In "All Wet," an essay on global warming, Glass invented such groups as "Climate Lookout," "Truth in Science" and the "Association for the Advancement of Sound Water Policy." In an ironic twist, he said he had called the association "and asked them to explain the dangerously low rainfall in Werty, Iowa -- a fictitious town."

This plot-within-a-plot device also surfaced in "Ratted Out," about private eyes who investigate employees' bosses. Glass says he called one firm and "made the scenario as implausible as possible, so no one would get into trouble. The woman who answered the phone, Wendy, said she would take down the information. . . . I told her I worked for the Amish Agriculture Cooperative in Lancaster, Pennsylvania. . . . I've seen it real, real bad,' I said almost tearfully." He called another firm "under an alias" and asked for "a background check on my boss -- whom I identified as Stephen Glass." Through a case of mistaken identity, he said, he had been accused of soliciting a prostitute in 1968, which was before he was born.
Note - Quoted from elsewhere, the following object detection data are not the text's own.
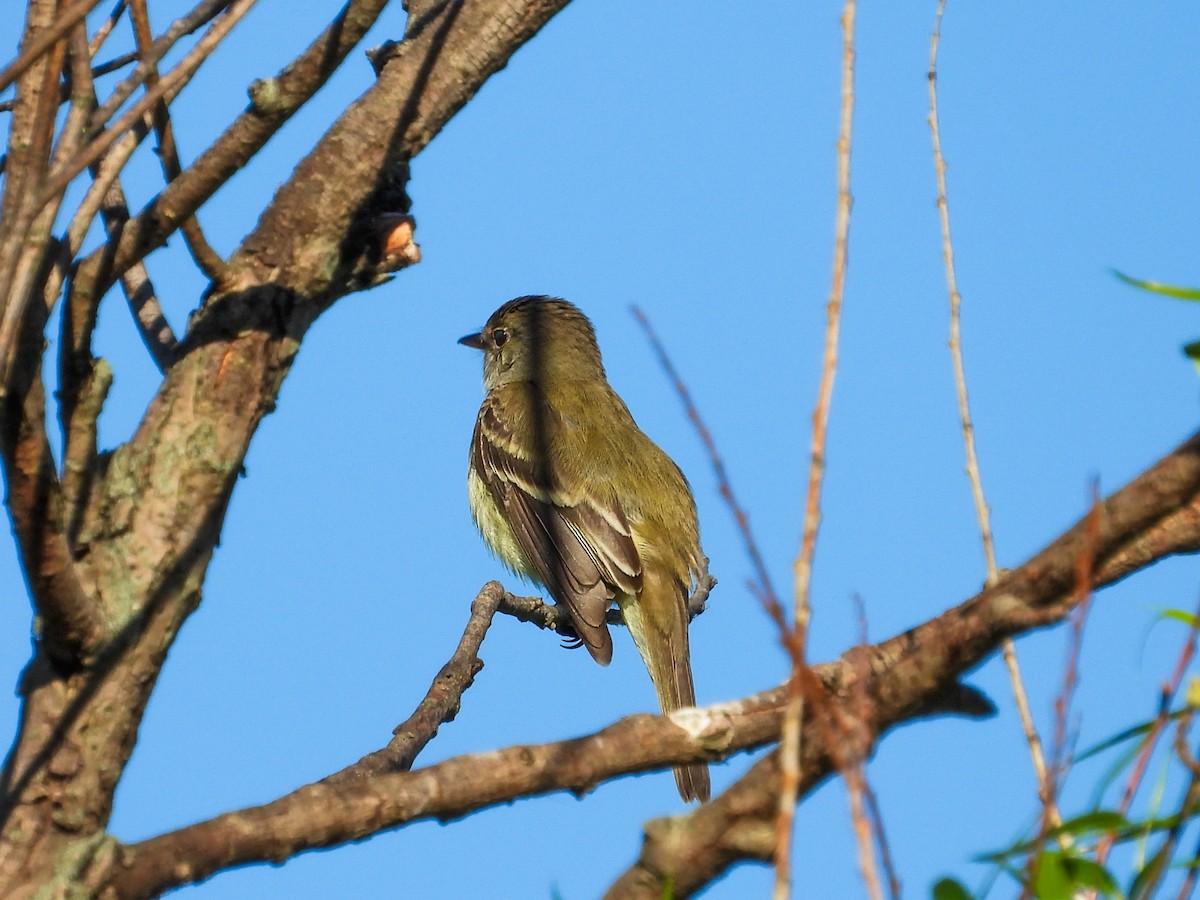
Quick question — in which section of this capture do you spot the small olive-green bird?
[460,296,710,802]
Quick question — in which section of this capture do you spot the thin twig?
[774,0,854,900]
[37,0,257,214]
[69,0,386,312]
[1021,494,1102,895]
[632,306,775,609]
[130,0,228,283]
[929,0,1062,840]
[322,581,506,785]
[0,53,138,113]
[0,0,100,91]
[1096,595,1200,865]
[88,0,129,59]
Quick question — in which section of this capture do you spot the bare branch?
[37,0,257,217]
[93,436,1200,898]
[929,0,1062,824]
[0,0,100,91]
[130,0,227,285]
[322,581,509,785]
[71,0,388,307]
[608,433,1200,900]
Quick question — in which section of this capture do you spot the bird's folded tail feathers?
[618,570,712,803]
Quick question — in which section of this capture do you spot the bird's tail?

Also fabricated, said the magazine, was "Spring Breakdown," a much-debated account of beer, marijuana and sex at a conservative political conference at the Omni Shoreham Hotel. ("In the get-naked room, everyone disrobes immediately, without a hint of embarrassment. One couple fondles each other in the corner. A muscular man, apparently hallucinating, prances around the room like a ballet dancer. A woman locks herself in the bathroom, crying and shouting out the name Samuel.' ") Glass, the magazine says, made up the "accounts of drug use, drinking, and sexual harassment by young conference attendees."

How could all this have happened? Lane says Glass "deliberately deceived the fact-checkers" with forged notes, fabricated documents, fake press releases and, in one case, a bogus Web site. In other instances, Lane said, Glass told fact-checkers that "certain sources he had were so deep and so dark that they'd asked not to be called back" -- a tactic he also used at George. After Glass wrote "Hack Heaven," the piece that ultimately led to his downfall, Lane insisted that Glass drive him to Bethesda to find the site of a Sunday hackers' conference described in the story. Lane says Glass took him to an office building lobby where he insisted the event had taken place, even after the security guard said the building had been closed that Sunday. Finally, Glass admitted he hadn't been at the conference but still maintained it was not imaginary.

Friends say Glass, who had been in seclusion at his parents' suburban Chicago home, is back in Washington and recently took final exams at Georgetown Law School, where he is attending night classes. Vanity Fair is working on a profile, and two screenwriters are said to be interested in the rights to his story.

On the night he was fired, Glass told Kelly, his former boss, that he had been dismissed for an "exceedingly minor" mistake in his latest story, Kelly said. The next day, Kelly said, Glass called to admit "that he had done terrible things" -- but still insisted "he had not made anything up" in the story about the beer-swilling, pot-smoking young conservatives. Lane sees one clear lesson from the debacle: "You've got to be more careful about blind quotes."